This work, summarized in Fig. 1, investigates code availability in publications in regard to possible changes over the last decade. This longitudinal analysis on practices for publishing source code of computational studies also explores disciplinary differences and indicates several open issues on source code sharing for reproducible computational scientific publications.

2 Materials and methods

In order to search for publications based on computational scripts, we take on the example of life science research where data have to be computationally analysed, limiting the search for publications by the key term "computational model", making use of PubMed Central (PMC) which comprises millions of citations for biomedical literature from MEDLINE, life science journals and online books. Since 2018 the National Library of Medicine (NLM), the world’s largest medical library operated by the US’ federal government, released a novel functionality of PMC. This feature of associating datasets to publications is based on the aggregation of data citations and data availability statements as well as supplementary materials from secondary source databanks as ClinicalTrials.gov, GenBank, figshare, Dryad, in an "associated data" box in the page navigation bar [58].

Results of web search engines for scientific publications were tested, namely Scopus next to PMC.

The PMC search summary resulted from the following parameters: Search term "computational", and article attributes "Free full text", "Associated data”, for the years 2012–2023. Results were collected on 2024-07-08.

This search strategy was complemented with a similar query using the same search attributes without any search term restriction in order to compare results not limited to "computational".

For manual control of code availability, the number of hits in results was previously further narrowed down by using the search query "computational model" instead of "computational", collected on 2023-12-27.

The Scopus search was based on the following input query:

ALL("code availability") OR ALL("code available") OR ALL("code can be found") OR ALL("code provided") OR ALL("code is deposited"). Results were collected 2023-01-18.
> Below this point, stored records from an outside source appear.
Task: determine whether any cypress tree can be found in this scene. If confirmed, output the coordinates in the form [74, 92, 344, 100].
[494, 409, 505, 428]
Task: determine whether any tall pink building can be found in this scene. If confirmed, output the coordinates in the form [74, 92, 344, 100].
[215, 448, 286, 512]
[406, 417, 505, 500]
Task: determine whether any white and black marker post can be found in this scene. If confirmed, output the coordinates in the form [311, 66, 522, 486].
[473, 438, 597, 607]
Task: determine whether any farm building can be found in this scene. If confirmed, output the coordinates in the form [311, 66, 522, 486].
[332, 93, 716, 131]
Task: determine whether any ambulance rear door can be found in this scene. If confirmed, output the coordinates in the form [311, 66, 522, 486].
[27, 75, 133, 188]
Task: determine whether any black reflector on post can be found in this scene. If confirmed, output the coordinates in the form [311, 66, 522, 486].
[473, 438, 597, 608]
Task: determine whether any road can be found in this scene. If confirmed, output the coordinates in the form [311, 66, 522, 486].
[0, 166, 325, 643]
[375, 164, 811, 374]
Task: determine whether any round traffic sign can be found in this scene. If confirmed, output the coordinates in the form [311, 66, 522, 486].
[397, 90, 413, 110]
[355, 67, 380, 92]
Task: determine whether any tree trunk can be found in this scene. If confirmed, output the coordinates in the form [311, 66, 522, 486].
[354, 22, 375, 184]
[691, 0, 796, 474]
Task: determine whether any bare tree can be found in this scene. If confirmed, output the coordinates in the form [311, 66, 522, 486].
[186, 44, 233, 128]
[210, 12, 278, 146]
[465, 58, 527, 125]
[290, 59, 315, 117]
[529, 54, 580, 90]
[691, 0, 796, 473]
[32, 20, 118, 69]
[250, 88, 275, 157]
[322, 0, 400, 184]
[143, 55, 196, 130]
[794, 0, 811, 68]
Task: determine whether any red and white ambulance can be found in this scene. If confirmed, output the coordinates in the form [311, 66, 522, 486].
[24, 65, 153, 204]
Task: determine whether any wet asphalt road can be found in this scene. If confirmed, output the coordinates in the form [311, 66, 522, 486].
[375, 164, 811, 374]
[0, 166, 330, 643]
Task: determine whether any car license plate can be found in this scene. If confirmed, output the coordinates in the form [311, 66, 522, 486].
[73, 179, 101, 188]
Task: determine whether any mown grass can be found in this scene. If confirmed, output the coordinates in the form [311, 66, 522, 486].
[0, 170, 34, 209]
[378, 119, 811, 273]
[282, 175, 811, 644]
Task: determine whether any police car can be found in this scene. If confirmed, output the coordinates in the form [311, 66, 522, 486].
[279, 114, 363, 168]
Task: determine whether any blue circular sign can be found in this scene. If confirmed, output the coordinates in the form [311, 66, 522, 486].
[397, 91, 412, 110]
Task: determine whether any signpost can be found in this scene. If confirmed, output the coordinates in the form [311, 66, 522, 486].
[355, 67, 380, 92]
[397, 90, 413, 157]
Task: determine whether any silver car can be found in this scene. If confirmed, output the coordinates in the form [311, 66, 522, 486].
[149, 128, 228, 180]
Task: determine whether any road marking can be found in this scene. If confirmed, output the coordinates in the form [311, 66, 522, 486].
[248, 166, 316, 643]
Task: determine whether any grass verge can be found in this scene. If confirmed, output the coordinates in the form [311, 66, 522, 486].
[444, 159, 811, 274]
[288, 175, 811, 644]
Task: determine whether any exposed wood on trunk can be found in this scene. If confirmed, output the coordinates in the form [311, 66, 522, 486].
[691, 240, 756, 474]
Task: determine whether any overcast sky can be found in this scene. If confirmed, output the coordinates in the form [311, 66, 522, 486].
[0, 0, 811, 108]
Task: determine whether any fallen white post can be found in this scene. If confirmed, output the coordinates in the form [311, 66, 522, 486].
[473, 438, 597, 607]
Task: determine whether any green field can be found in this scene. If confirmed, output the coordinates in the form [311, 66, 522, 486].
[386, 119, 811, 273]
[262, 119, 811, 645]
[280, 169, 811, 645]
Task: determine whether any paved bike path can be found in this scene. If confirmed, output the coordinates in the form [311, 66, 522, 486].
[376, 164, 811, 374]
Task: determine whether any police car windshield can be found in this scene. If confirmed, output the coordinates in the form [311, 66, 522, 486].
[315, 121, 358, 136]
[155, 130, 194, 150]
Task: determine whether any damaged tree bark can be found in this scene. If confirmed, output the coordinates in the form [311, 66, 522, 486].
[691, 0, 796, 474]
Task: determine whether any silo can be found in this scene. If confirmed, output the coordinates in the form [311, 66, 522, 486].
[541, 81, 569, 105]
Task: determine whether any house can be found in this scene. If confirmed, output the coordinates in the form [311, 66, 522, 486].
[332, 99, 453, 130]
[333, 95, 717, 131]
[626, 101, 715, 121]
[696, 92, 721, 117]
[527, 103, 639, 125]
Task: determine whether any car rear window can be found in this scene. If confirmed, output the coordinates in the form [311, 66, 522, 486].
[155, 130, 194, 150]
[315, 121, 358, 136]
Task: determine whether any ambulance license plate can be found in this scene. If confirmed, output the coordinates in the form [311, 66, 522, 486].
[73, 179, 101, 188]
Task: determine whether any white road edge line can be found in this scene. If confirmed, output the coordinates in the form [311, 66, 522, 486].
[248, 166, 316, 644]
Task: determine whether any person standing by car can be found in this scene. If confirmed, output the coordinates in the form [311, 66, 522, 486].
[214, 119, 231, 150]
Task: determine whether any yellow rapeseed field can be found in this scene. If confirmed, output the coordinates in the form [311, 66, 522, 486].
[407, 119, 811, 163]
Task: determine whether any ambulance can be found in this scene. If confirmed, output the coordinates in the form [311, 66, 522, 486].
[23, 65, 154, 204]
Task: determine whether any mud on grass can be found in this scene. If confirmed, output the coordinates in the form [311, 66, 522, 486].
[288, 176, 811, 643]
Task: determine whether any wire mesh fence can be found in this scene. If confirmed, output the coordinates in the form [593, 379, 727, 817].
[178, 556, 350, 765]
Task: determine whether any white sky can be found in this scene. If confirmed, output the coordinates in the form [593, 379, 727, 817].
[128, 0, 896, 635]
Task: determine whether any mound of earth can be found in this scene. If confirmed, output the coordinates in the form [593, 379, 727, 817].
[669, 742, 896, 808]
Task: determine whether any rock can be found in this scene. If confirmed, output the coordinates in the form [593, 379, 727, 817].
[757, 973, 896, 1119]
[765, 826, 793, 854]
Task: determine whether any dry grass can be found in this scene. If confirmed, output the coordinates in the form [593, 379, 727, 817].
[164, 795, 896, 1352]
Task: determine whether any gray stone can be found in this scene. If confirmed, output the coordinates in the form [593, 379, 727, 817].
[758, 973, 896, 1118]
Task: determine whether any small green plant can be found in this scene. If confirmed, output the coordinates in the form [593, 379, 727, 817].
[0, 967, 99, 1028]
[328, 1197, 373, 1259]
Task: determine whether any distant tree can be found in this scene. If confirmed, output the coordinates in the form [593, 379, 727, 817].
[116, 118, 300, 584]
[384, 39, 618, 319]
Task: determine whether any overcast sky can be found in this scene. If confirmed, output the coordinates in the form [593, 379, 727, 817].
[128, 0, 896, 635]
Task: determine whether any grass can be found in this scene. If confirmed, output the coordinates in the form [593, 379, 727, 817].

For further comparison Scopus search was extended to the input query ALL("computational") in comparison with:

ALL("computational") AND (ALL("code availability") OR ALL("code available") OR ALL("code can be found") OR ALL("code provided") OR ALL("code is deposited").

Data were collected 2023-02-13. There can be slight changes in the number of results returned depending on the time of data collection because of entry numbers being continuously refined by Scopus.

Since most references on the open issue of lacking code availability originate from around 2013, and the reproducibility crisis was coined around 2012 [27], timeseries data including publication dates for the respective articles were collected in order to assess possible changes during the last years. Publications from the last decade have been investigated in the cases of search queries via Scopus and PMC. Additionally, a recently updated open dataset [59] has been utilized to compare results for code availability statements isolated from the search queries described above. This includes data from the last 5 years only.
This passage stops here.